Donnerstag, 30. Oktober 2008 | Autor: Michael C. Neubert
In einem Verfahren wegen fahrlässiger Körperverletzung war ich mir mit dem Richter und der Referendarin als Sitzungsvertreterin der Staatsanwaltschaft einig, dass die Schuld des Angeklagten sehr gering war – die Mitschuld der Verletzten war überwiegend. Der Richter schweifte sogar kurz aus und erklärte, man könne in so einem Fall schon überlegen, warum fahrlässige Körperverletzung überhaupt strafbar ist und man die Parteien nicht lediglich auf den Zivilrechtsweg verweist.
Eine Einstellung – mit Auflage – schien daher greifbar nahe. Die Referendarin musste nur noch Rücksprache mit dem Ausbildungsstaatsanwalt nehmen, was ja nicht alle Referendare müssen. Leider stimmte der Staatsanwalt nicht zu und ich frage mich nun, ob es vielleicht daran lag, dass die Referendarin dem Staatsanwalt das Ergebnis der Beweisaufnahme nicht deutlich genug vermittelt hat – bei dem Gespräch ist man ja nicht dabei. Hätte der Staatsanwalt vielleicht der Einstellung zugestimmt, wenn er selbst in der Verhandlung anwesend gewesen wäre?
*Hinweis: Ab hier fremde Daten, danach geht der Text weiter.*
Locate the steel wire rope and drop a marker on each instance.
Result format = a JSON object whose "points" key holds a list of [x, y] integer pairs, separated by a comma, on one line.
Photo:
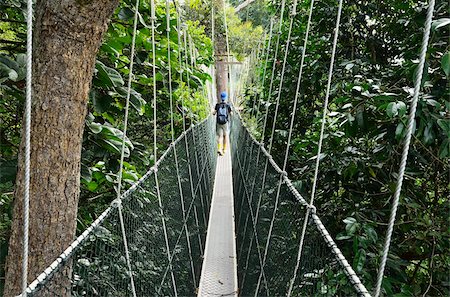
{"points": [[179, 29], [325, 111], [191, 205], [155, 153], [265, 65], [288, 41], [228, 54], [294, 108], [267, 55], [265, 49], [26, 188], [188, 79], [193, 52], [228, 51], [122, 153], [409, 130], [283, 2], [180, 188]]}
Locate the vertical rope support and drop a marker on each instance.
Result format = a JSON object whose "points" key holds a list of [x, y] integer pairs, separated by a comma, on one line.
{"points": [[265, 63], [288, 41], [122, 153], [330, 73], [297, 94], [228, 50], [155, 153], [401, 173], [283, 2], [26, 199], [277, 46]]}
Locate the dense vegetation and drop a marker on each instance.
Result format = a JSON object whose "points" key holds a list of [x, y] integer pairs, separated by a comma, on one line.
{"points": [[103, 136], [104, 122], [372, 85]]}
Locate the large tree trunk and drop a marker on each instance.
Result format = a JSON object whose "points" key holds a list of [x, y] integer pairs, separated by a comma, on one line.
{"points": [[66, 39]]}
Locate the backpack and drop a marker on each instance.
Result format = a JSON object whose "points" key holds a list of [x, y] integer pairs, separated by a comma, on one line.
{"points": [[222, 114]]}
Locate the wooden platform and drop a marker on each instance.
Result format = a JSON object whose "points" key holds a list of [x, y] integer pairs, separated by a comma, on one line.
{"points": [[219, 271]]}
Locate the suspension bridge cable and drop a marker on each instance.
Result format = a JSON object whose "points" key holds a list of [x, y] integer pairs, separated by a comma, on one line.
{"points": [[158, 192], [294, 108], [180, 187], [406, 144], [228, 50], [283, 2], [265, 66], [288, 41], [122, 153], [325, 110], [275, 59], [26, 188]]}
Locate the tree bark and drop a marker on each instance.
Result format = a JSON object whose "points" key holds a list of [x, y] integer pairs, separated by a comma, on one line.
{"points": [[67, 36]]}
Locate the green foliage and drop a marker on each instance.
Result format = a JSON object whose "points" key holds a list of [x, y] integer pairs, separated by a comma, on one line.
{"points": [[103, 136], [371, 90]]}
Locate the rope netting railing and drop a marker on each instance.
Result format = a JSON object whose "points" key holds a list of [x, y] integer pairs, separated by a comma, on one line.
{"points": [[322, 271], [95, 264]]}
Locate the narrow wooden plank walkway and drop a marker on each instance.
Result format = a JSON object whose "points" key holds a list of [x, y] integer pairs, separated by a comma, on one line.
{"points": [[219, 271]]}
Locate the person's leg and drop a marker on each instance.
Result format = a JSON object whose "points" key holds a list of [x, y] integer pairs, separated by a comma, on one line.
{"points": [[225, 137], [219, 138]]}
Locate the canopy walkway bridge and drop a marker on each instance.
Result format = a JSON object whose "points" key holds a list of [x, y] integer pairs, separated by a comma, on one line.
{"points": [[251, 249], [199, 224]]}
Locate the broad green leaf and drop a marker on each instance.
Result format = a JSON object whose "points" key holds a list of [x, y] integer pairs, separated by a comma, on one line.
{"points": [[445, 63], [92, 186], [360, 260], [95, 127], [125, 14], [444, 149], [445, 125], [396, 108], [399, 131], [440, 23], [109, 76], [428, 135]]}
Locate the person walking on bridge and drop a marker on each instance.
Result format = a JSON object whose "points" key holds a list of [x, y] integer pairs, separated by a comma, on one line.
{"points": [[222, 111]]}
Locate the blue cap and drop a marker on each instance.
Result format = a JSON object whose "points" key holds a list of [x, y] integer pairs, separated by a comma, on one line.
{"points": [[223, 96]]}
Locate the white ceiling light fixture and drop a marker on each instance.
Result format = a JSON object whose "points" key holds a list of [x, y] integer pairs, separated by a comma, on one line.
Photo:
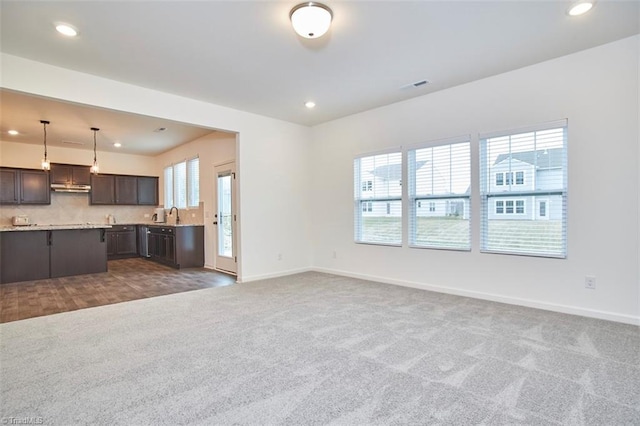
{"points": [[66, 29], [311, 19], [46, 165], [95, 169], [580, 8]]}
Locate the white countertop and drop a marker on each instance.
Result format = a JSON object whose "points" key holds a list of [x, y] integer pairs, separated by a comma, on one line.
{"points": [[35, 227]]}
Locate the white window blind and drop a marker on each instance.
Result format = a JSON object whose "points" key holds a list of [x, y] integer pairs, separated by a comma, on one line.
{"points": [[527, 214], [180, 185], [378, 198], [193, 182], [168, 187], [439, 195]]}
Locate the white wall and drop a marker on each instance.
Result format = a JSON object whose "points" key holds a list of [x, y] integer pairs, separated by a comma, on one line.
{"points": [[212, 149], [597, 90], [272, 157]]}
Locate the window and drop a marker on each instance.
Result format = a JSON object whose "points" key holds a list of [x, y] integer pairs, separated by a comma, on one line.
{"points": [[541, 154], [383, 222], [182, 184], [440, 173]]}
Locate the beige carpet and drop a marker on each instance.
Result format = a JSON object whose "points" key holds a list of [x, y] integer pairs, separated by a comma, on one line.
{"points": [[318, 349]]}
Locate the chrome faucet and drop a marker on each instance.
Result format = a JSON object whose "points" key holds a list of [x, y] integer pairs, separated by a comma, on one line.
{"points": [[177, 215]]}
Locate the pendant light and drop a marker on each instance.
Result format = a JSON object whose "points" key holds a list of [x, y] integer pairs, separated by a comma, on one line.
{"points": [[45, 162], [94, 168]]}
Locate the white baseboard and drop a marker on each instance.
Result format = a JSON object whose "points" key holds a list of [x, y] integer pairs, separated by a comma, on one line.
{"points": [[250, 278], [565, 309]]}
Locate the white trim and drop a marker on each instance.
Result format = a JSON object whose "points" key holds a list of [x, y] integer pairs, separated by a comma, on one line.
{"points": [[555, 307], [397, 149], [535, 128], [439, 142]]}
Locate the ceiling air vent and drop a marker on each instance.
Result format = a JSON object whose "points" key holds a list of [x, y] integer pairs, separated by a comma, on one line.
{"points": [[415, 84]]}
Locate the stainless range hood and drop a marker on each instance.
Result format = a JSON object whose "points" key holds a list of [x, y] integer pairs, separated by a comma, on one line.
{"points": [[60, 187]]}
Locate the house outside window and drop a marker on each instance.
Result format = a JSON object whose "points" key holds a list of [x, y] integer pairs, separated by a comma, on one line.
{"points": [[527, 215], [182, 184], [380, 222], [440, 173]]}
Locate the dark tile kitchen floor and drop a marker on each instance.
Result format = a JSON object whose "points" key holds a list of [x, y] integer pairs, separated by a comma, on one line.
{"points": [[126, 279]]}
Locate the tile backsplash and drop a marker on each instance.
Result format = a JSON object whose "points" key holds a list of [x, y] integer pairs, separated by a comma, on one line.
{"points": [[72, 208]]}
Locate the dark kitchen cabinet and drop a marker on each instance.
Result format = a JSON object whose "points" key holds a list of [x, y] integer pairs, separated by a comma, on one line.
{"points": [[103, 189], [78, 251], [122, 241], [24, 186], [147, 190], [24, 256], [69, 174], [9, 186], [126, 190], [34, 187], [178, 247]]}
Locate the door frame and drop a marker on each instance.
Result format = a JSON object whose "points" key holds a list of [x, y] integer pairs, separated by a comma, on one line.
{"points": [[231, 166]]}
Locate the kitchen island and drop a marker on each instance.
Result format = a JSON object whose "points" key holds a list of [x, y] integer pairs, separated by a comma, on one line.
{"points": [[51, 251]]}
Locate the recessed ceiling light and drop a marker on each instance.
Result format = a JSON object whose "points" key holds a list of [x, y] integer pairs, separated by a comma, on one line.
{"points": [[66, 29], [580, 8]]}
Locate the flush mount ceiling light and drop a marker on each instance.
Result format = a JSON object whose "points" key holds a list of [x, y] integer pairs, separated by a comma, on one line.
{"points": [[66, 29], [45, 162], [311, 19], [94, 168], [580, 8]]}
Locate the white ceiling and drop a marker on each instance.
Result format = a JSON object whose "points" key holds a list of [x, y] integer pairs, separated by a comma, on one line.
{"points": [[70, 126], [245, 55]]}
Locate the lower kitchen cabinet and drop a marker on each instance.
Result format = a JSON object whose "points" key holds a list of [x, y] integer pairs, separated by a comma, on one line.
{"points": [[78, 251], [35, 255], [178, 247], [24, 256], [122, 241]]}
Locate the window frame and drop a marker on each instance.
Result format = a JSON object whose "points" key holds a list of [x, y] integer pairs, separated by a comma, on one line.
{"points": [[359, 200], [486, 194], [413, 199]]}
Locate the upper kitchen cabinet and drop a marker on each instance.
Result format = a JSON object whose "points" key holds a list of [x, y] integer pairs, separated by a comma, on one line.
{"points": [[24, 186], [68, 174], [126, 190], [147, 190], [103, 189], [9, 186]]}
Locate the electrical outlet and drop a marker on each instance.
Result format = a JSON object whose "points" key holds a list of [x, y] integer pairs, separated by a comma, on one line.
{"points": [[590, 282]]}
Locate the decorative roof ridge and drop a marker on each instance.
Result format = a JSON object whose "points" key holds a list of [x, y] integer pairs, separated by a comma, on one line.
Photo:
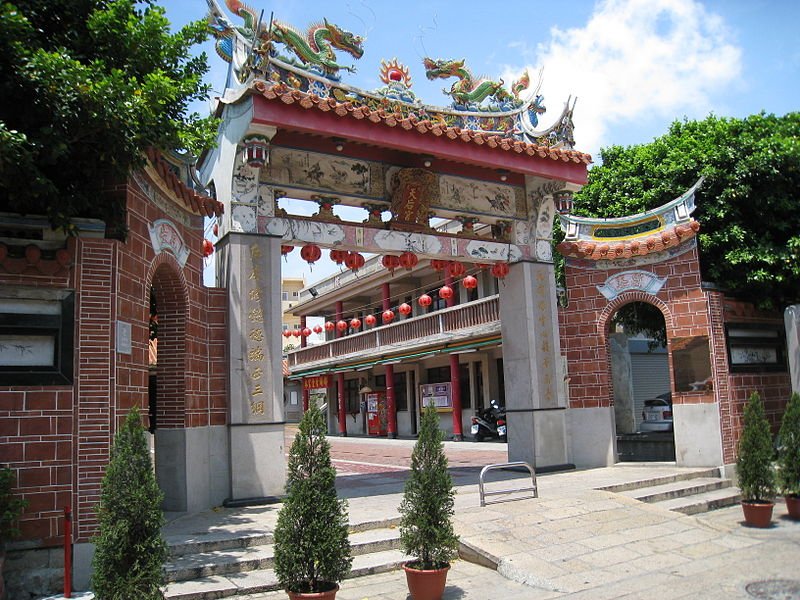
{"points": [[196, 202], [283, 92]]}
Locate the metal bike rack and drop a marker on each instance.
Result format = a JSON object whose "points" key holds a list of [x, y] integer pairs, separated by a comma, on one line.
{"points": [[520, 463]]}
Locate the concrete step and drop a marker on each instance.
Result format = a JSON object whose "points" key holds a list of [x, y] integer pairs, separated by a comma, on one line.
{"points": [[660, 480], [265, 580], [677, 489], [243, 558], [705, 502]]}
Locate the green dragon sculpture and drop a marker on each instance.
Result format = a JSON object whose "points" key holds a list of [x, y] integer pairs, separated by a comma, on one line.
{"points": [[469, 90], [315, 49]]}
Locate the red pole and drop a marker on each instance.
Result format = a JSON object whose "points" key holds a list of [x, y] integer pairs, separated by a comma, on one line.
{"points": [[67, 552]]}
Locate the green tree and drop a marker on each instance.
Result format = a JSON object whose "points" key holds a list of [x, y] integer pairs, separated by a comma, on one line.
{"points": [[312, 548], [789, 450], [426, 527], [754, 462], [130, 552], [747, 208], [87, 85]]}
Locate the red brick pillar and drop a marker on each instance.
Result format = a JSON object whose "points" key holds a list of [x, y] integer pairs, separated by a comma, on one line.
{"points": [[455, 390]]}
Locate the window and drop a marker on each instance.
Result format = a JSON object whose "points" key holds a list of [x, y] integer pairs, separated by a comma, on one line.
{"points": [[755, 347]]}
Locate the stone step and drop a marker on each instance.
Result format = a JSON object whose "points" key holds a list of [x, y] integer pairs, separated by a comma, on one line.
{"points": [[677, 489], [265, 580], [660, 480], [239, 559], [701, 503]]}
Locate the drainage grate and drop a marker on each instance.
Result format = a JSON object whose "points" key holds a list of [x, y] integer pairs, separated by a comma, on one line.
{"points": [[774, 589]]}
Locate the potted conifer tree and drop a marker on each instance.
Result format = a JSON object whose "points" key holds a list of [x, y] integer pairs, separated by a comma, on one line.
{"points": [[789, 456], [754, 465], [312, 548], [130, 551], [426, 526]]}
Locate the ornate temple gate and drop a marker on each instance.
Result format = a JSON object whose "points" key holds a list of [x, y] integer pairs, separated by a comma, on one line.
{"points": [[291, 129]]}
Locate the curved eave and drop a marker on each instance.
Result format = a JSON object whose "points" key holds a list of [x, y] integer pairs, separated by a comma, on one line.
{"points": [[284, 107]]}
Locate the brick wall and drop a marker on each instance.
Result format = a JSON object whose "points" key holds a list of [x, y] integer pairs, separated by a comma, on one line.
{"points": [[58, 438]]}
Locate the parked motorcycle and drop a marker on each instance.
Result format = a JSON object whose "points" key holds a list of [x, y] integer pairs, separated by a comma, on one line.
{"points": [[490, 423]]}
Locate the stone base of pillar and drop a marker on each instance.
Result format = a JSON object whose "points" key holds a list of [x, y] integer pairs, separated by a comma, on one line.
{"points": [[258, 462]]}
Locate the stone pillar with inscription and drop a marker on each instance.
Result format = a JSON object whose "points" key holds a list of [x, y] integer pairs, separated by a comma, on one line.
{"points": [[252, 270]]}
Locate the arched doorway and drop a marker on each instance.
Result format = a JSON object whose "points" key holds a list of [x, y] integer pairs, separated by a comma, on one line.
{"points": [[640, 377]]}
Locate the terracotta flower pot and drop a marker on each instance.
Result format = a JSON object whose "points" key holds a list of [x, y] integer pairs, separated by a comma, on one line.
{"points": [[793, 506], [424, 584], [757, 514], [329, 595]]}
Nun ist diese Art der Ausbildung der Referendare schon lange üblich und auch meine Sitzungsvertretungen liegen noch nicht lange zurück, aber werden dadurch nicht Verfahrensgrundsätze verletzt – z.B. das Unmittelbarkeitsprinzip?
Letztlich kam der Richter sowohl der Staastsanwaltschaft als auch mir entgegen – ein Urteil mit einer Verwarnung und einer Auflage, die schon bei der Einstellung im Gespräch war. Trotzdem ist die Verurteilung ärgerlich.